Monday, April 9, 2007
4:15 pm
5130 Upson Hall

Computer Science
Colloquium
Spring 2007

Bianca Schroeder
Carnegie Mellon University

From web servers to databases to storage systems:  
A methodological approach to system design

Modern computer systems are complex, and designing systems with good performance and high reliability is a major challenge. In this talk, I will show how a measurement driven "methodological" approach to system design can create better systems. The approach combines real-world measurements with techniques from statistical workload and failure analysis, user behavior characterization, analytical modeling, performance evaluation, and scheduling and queuing theory to gain insights into system behavior that lead to better design ideas.

Specific applications we consider in this talk include:

  • How to schedule connections in a web server to combat transient overload;

  • How to provide QoS for database transactions;

  • How to exploit client behavior patterns to maximize system performance;

  • How to improve reliability of large-scale clusters and storage systems.

Bianca Schroeder is currently a postdoctoral researcher in the Computer Science Department at Carnegie Mellon University working with Garth Gibson. She received her doctorate from the Computer Science Department at Carnegie Mellon University under the direction of Mor Harchol-Balter in 2005. She is a two-time winner of the IBM PhD fellowship and her work has won two best paper awards. Her recent work on system reliability has been featured in articles at a number of news sites, including Computerworld, Slashdot, StorageMojo and eWEEK.

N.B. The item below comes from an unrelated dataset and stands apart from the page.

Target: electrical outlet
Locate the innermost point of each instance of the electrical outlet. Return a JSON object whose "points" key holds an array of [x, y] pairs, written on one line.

Bianca's research focuses on the design and implementation of computer systems. The methods she is using in her work are inspired by a broad array of disciplines, including performance modeling and analysis, workload and fault characterization, machine learning, and scheduling and queuing theory. Her work spans a number of different areas in computer systems, including high-performance computing systems, web servers, computer networks, database systems and storage systems.